Keywords: evolutionary theory, science, scientific method, scientific theory,

macroevolution

• Evolution as a fact and thoery

Evolution is a population concept. An individual does not evolve; only populations
evolve in the face of the genetic changes accumulated from one generation to the
next. The flu virus evolves. This explains why last years’ flu vaccine does not work
on the current strain of the virus: only the resistant strains of the virus survived last
year’s vaccine application. This is a textbook example of evolution by natural
selection. Genetic modifications are encountered in the resistant strains; thus,
evolution is a fact (Gould, 1981). Mutation, migration, natural selection, and
genetic drift are the evolutionary forces that drive genetic changes of natural
populations from one generation to the next. This is known among biologists as
microevolution.

On the other hand, evolutionary theory explains more than those facts that we can
routinely observe.

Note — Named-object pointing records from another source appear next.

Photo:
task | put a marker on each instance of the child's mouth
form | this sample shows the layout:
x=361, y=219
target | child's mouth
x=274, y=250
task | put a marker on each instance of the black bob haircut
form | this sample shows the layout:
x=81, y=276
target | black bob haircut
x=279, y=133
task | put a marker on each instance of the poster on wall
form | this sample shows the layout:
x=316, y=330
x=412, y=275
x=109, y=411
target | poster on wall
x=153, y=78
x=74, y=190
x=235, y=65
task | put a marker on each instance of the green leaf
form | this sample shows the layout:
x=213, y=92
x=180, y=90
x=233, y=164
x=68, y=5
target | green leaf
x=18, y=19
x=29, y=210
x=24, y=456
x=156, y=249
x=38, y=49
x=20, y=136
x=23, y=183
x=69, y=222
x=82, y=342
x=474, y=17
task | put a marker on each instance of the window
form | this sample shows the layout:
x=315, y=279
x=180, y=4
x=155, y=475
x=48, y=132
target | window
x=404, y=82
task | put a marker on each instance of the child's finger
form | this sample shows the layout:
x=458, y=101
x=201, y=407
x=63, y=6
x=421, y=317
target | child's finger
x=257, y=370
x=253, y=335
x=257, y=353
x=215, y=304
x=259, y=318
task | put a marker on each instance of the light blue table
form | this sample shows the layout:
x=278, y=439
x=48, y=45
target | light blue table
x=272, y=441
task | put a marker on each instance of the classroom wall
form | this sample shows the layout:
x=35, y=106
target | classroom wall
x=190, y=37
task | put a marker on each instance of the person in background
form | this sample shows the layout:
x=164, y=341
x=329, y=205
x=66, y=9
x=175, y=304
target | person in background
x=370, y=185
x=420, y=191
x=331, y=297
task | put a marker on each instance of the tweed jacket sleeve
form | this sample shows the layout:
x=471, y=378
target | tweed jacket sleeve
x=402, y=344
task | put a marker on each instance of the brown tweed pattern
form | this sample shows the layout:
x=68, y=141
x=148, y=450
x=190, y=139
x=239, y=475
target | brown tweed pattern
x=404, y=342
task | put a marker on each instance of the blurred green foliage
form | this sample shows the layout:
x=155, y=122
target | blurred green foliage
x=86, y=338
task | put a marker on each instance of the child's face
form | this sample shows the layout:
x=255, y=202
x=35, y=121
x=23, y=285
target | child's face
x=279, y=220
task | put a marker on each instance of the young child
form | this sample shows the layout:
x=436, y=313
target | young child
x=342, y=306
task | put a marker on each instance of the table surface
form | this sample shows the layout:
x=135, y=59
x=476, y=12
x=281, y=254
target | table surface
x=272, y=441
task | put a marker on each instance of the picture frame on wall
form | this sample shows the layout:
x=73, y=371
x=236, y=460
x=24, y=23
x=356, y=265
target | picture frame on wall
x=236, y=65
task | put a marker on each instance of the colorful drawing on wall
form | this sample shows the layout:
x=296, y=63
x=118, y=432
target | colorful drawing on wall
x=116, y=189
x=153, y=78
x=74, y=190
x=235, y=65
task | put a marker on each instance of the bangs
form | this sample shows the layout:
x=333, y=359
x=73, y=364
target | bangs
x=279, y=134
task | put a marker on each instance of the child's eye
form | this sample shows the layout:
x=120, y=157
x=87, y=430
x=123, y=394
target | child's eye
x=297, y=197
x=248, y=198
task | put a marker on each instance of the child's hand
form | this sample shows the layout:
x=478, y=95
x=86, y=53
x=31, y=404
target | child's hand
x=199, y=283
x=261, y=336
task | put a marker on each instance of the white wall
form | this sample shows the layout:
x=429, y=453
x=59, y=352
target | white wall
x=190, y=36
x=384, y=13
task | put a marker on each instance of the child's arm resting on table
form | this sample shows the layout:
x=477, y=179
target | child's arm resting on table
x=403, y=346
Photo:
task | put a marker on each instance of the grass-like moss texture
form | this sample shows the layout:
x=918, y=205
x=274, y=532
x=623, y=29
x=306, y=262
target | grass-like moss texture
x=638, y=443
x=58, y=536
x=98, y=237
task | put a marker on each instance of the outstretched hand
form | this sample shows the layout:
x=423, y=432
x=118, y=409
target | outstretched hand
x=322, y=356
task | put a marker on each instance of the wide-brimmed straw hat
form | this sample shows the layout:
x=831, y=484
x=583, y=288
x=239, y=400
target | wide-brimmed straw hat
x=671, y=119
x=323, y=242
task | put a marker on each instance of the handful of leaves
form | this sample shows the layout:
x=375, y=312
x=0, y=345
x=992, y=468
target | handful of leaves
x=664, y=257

This makes it a theory, but is it just a theory? The word theory has
distinct meanings in science and in lay language (Ghose, 2013). A scientific theory
is the utmost position an idea may reach in science. Outside of academia, however,
a theory is equivalent to a hypothesis, an idea that explains facts but has never been
tested (Futuyama and Kirkpatrick, 2017). This occurs because there seems to be no
need for a distinction between hypothesis and theory outside the scope of science.
In science, however, this distinction is fundamental. An idea remains a hypothesis if
it has never been confronted with new (independently collected) scientific data that
would serve as a test for its predictions. If a hypothesis has endured further testing
by subsequent scientific experiments, in time it becomes a valid scientific theory.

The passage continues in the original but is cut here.